A token is a unit of text that a language model processes, such as a word, part of a word, punctuation mark, or special symbol.

1. What it is

  • Language models do not usually read raw text character by character or word by word in the ordinary human sense.
  • Instead, text is broken into tokens.
  • A token might be:
    • a full word
    • part of a word
    • punctuation
    • a special marker

In simple terms:

  • humans see text
  • the model sees tokens

2. What problem token solves

Raw text needs to be split into manageable units before a language model can process it.
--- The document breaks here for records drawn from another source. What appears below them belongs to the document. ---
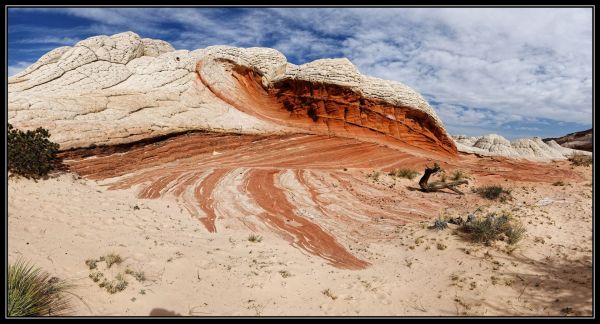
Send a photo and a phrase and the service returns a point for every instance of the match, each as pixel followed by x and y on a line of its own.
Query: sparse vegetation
pixel 494 192
pixel 439 224
pixel 404 173
pixel 96 276
pixel 116 285
pixel 581 160
pixel 32 292
pixel 91 263
pixel 138 275
pixel 30 153
pixel 376 175
pixel 255 238
pixel 490 228
pixel 515 233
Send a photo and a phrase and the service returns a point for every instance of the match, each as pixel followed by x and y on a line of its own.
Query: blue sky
pixel 518 72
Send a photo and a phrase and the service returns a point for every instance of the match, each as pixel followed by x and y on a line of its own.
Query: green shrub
pixel 254 238
pixel 404 173
pixel 32 292
pixel 494 192
pixel 581 160
pixel 30 153
pixel 515 233
pixel 489 228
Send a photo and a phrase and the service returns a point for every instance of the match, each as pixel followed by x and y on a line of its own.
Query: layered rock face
pixel 579 140
pixel 532 149
pixel 122 88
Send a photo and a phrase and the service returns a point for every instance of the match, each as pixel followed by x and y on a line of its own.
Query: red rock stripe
pixel 204 196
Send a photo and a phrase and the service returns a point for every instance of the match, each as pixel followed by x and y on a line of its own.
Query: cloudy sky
pixel 518 72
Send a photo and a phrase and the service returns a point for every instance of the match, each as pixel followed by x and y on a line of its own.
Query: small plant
pixel 404 173
pixel 491 227
pixel 515 233
pixel 96 276
pixel 30 153
pixel 254 238
pixel 114 286
pixel 327 292
pixel 440 224
pixel 32 292
pixel 138 275
pixel 111 259
pixel 581 160
pixel 376 175
pixel 91 263
pixel 494 193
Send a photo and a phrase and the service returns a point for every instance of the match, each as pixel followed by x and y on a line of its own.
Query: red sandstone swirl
pixel 325 108
pixel 294 185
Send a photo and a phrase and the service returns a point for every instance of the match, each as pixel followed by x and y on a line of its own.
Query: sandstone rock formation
pixel 579 140
pixel 122 88
pixel 532 149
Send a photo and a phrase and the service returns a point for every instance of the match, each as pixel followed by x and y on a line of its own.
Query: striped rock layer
pixel 122 88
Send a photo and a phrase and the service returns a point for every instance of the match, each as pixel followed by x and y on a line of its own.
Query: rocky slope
pixel 527 148
pixel 579 140
pixel 122 88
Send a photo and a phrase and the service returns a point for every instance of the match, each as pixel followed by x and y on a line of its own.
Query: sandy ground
pixel 61 222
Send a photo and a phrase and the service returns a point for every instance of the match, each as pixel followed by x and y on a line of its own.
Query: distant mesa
pixel 118 89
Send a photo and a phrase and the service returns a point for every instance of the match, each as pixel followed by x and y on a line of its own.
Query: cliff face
pixel 579 140
pixel 122 88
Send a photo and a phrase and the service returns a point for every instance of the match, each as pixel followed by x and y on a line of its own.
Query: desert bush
pixel 489 228
pixel 494 192
pixel 30 153
pixel 515 233
pixel 581 160
pixel 440 224
pixel 32 292
pixel 111 259
pixel 404 173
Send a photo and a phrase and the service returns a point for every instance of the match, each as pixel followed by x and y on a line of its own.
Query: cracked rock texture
pixel 123 88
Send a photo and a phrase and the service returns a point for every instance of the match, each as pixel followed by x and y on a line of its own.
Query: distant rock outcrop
pixel 579 140
pixel 123 88
pixel 530 148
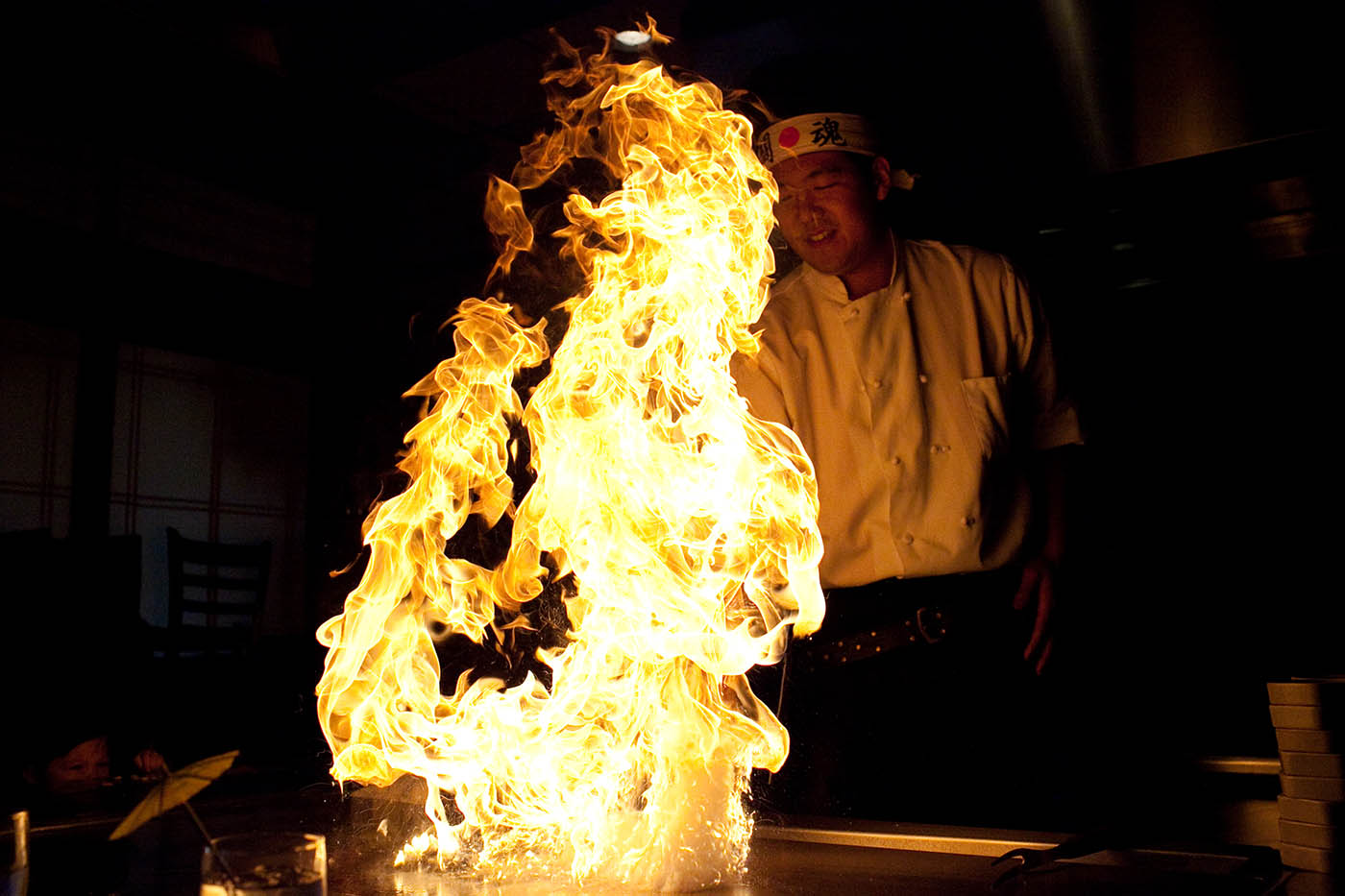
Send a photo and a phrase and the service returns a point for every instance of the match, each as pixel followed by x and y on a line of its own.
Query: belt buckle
pixel 930 623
Tokenization solves this by turning text into smaller pieces that balance:

  • flexibility
  • storage efficiency
  • coverage across many words and languages

This helps with:

  • handling rare or unseen words
  • representing punctuation and numbers cleanly
  • making text manageable for the model

In practice, this means one human word is not always one model token.

3. Where you see it

Tokens matter in:

  • prompt length limits
  • API pricing based on token usage
  • chunking for retrieval systems
  • model input and output processing
  • context window limits in chatbots

How they show up in LLM behavior:

  • the model predicts the next token, not literally the next human word
  • longer prompts use more of the context window
  • unusual words may split into several smaller pieces

4. How it works internally

Intuition version

  • Start with raw text.
  • Break it into token pieces.
  • Convert each token into an integer id.
  • Feed those ids into the model.

So tokenization is basically:

text token pieces token ids

Tokenizer version

Modern models use tokenization algorithms that try to reuse common subword pieces.
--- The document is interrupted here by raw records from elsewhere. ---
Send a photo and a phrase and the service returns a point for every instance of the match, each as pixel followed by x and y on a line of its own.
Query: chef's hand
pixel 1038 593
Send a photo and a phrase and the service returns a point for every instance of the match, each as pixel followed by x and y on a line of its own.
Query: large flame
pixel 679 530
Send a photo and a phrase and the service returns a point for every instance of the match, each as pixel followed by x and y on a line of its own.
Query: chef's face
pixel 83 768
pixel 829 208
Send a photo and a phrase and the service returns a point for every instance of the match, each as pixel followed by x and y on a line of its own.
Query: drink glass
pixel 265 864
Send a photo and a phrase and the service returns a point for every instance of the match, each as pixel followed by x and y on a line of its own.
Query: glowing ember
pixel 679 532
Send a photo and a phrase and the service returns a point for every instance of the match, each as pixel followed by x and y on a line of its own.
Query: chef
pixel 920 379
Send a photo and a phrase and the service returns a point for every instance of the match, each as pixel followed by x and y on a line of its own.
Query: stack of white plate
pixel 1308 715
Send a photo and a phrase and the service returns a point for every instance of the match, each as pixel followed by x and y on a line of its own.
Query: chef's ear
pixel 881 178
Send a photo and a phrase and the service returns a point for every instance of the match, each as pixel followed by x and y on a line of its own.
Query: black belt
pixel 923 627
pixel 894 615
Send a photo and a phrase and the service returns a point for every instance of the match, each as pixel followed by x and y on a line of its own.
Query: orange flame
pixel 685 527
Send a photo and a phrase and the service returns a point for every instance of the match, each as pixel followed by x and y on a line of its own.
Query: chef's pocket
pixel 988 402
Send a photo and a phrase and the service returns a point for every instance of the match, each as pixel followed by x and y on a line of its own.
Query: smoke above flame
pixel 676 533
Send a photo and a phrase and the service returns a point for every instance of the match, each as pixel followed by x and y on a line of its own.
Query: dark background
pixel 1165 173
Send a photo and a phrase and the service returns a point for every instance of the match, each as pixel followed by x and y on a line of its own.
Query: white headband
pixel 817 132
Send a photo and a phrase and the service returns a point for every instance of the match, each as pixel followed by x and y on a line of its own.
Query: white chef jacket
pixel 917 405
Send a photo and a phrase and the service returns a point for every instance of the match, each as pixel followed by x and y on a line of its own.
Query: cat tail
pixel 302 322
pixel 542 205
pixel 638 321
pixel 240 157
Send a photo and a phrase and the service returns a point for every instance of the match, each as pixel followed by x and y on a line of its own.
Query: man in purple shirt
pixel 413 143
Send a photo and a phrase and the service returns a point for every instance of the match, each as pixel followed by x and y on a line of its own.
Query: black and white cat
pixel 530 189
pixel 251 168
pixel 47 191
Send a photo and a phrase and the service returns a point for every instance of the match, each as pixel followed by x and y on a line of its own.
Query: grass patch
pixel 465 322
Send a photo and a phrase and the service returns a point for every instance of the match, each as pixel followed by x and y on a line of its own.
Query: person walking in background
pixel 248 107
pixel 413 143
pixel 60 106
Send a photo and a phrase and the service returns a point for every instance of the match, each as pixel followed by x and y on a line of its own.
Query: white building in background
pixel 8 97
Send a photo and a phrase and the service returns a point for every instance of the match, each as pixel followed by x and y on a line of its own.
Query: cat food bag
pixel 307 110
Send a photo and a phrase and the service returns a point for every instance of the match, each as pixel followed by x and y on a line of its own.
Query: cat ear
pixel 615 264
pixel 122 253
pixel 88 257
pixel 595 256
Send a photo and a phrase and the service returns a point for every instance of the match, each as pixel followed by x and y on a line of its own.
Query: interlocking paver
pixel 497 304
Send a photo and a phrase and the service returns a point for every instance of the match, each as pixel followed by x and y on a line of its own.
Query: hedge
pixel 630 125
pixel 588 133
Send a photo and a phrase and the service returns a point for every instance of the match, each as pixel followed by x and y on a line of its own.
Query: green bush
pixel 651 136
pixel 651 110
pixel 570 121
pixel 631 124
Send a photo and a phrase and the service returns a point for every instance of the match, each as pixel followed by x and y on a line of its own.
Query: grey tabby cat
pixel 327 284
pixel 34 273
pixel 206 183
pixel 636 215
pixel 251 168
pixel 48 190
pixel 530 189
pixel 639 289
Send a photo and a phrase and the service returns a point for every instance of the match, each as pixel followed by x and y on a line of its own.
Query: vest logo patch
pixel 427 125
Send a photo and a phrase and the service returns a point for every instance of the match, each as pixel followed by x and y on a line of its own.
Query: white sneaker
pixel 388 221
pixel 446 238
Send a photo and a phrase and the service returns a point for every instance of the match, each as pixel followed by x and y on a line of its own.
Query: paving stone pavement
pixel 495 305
This allows the system to handle:

  • common words efficiently
  • rare words by splitting them into smaller parts
  • punctuation and symbols
  • multiple languages

What happens next

After tokenization:

  1. each token gets an integer id
  2. each id is mapped to an embedding vector
  3. the transformer processes those embeddings
  4. the model predicts the next token id

Concrete example

The word: unbelievable

might be split into multiple tokens rather than treated as one whole word.

So when people say a model predicts the “next word,” that is a useful simplification, but more precisely it predicts the next token.


5. Background

  • Modern language models use tokenization algorithms to split text into pieces that balance flexibility and efficiency.